NOTHING MORE - The Stories We Tell OurselvesNOTHING MOREThe Stories We Tell Ourselves

Sortie septembre 2017

Jonny Hawkins – lead vocals, additional drums
Mark Vollelunga – guitar, backing vocals
Daniel Oliver – bass, backing vocals
Ben Anderson – drums

 

 

 

 

 


Voici un groupe en passe de devenir majeur avec un nouvel opus massif et puissant, ne laissant aucune part à l’approximation.  The Stories We Tell Ourselves, leur cinquième opus, signe, et de loin,  le meilleur album des américains.
L’écriture de ce dernier opus est remarquable, tant musicalement que dans le texte.
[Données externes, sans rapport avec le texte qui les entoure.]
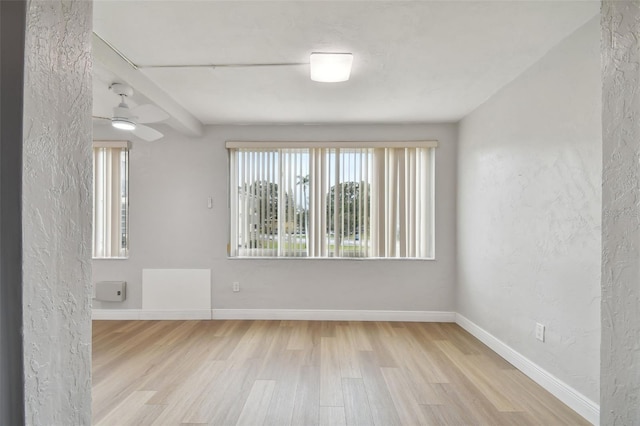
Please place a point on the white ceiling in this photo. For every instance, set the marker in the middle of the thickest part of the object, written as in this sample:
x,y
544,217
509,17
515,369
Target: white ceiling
x,y
413,61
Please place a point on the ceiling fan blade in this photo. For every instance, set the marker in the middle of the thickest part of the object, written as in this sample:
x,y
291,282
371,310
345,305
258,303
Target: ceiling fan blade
x,y
146,133
149,113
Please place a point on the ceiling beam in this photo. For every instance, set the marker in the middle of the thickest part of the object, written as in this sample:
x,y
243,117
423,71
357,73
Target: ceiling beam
x,y
180,119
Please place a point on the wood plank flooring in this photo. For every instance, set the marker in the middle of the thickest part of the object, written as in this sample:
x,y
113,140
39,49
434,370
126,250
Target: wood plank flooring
x,y
308,373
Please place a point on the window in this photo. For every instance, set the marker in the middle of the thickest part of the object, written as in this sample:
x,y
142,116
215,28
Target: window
x,y
350,199
110,199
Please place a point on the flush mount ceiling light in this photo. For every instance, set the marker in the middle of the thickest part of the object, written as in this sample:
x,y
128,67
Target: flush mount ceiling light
x,y
330,67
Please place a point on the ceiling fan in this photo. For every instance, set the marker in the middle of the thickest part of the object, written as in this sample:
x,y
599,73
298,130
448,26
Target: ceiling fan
x,y
131,119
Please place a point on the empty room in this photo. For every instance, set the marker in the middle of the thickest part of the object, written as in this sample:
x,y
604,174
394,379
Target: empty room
x,y
319,213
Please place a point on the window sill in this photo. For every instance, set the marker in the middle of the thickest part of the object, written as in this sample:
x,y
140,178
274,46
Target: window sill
x,y
110,258
339,259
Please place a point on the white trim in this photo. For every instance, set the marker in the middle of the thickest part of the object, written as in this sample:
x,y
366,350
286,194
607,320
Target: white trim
x,y
275,314
112,144
565,393
329,144
148,314
333,315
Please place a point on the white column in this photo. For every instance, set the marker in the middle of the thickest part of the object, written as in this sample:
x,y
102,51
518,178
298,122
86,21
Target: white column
x,y
56,206
620,309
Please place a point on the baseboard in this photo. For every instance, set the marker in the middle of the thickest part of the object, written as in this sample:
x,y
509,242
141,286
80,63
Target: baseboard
x,y
333,315
565,393
147,314
275,314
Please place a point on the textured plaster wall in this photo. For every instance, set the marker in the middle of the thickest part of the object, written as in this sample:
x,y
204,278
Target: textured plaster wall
x,y
529,209
56,213
620,368
171,227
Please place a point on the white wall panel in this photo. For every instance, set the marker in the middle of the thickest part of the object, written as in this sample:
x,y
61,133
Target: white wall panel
x,y
176,289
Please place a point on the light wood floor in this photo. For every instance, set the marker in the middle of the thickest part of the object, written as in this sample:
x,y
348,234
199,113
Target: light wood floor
x,y
308,373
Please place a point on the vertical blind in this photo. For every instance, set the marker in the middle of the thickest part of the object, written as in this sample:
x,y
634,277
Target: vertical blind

L’album se découpe en 18 pistes dont 6 ont pour fonction de scinder le propos en parties distinctes posant des interludes afin d’orienter l’auditeur dans les méandres de ce méfait, à la fois complexe et affranchi des genres.
Jonny Hawkins ayant lâché les futs au profit d’un Ben Anderson impressionnant de maitrise, le groupe gagne en puissance et nous livre une section rythmique en béton armé.
Décomplexé et affranchi des étiquettes, NOTHING MORE nous distille ici un style transgenre mixant une pop catchy à un métal lourd et puissant (The Great Divorce) le tout parcouru d’électro (Don’t Stop).
Jonny Hawkins y est impressionnant d’efficacité. La voix affutée et adaptable à tous les styles imposés par l’opus, il est indéniablement l’artisan de ce succès.
L’ouverture du groupe à un public plus large est incontestable et fera probablement grincer pas mal de dents, mais cela ne doit pas poser de problème à NOTHING MORE qui semble être passé au-dessus de ce genre de considérations.


nothing more


Les thèmes abordés ici sont souvent sombres avec des paroles lourdes de sens comme sur Still In Love et sa vision d’un amour vieillissant et  amer ou encore de l’absence du père évoquée dans dans Fadein / Fadeout. Les relations entre humains sont visiblement le fonds de commerce de cet album et chères à Jonny Hawkins. Just Say When en est un autre exemple en mode acoustique et quasiment à capela sur lequel il traite d’une rupture. Il fait son effet.
Le soin apporté aux compositions et aux textes est incontestable. L’album est conçu comme une pièce de théâtre traitant des choses de la vie et s’écoute comme tel.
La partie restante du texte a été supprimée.